Abstract: In recent yerars, Bismuth sodium titanate (BNT) and BNT-based piezoelectric materials have proved potential for lead-free piezoelectric technologies. Such materials' complicated phase structure is crucial to their thermo-electromechanical behaviour. Pure BNT has a rhombohedral (R3c) lattice structure at room temperature. The phase transition to an orthorhombic phase (Pnma) at 200\textcelsius is mainly due to octahedral tilting. This transition is called the depolarization temperature ($T_{d}$). The R3c phase ferroelectric domains have a higher spontaneous polarization, which declines with increasing temperature and reaches a local minimum at $T_{d}$, causing a phase change. Additionally, BNT transitions from Pnma to P4bm at 320\textcelsius and from P4bm to Pm3m at 520\textcelsius. These transitions also result in the changes in the spontaneous polarization. Therefore, the investigation of domain switching and phase change dynamics in relation to temperature and electromechanical coupling has acquired considerable importance.
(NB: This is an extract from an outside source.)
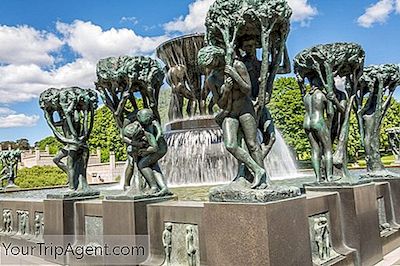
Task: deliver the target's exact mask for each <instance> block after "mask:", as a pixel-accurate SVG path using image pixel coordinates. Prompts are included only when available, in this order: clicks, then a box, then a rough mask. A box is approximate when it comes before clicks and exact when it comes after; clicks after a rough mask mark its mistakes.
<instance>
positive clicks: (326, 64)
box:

The complex phase regimes and their activation under different temperature settings will be examined to improve the use of these materials in sensors, actuators, energy harvesting devices, and haptic technologies. The micro-sized BNT inclusions are implanted in polydimethylsiloxane (PDMS) to reperesent the practical scenario. A two-dimensional phase-field thermo-electromechanical computational model has been created to investigate the complex phase transition and domain switching behaviour of BNT-PDMS composite under varying temperature conditions. The model uses Landau-Ginzburg and thermo-electromechanical free energy to accurately simulate phase shift and domain switching. Data from pure BNT experiments validated the model. It can predict thermo-electromechanical response in different phase regimes and temperature-induced phase coexistence.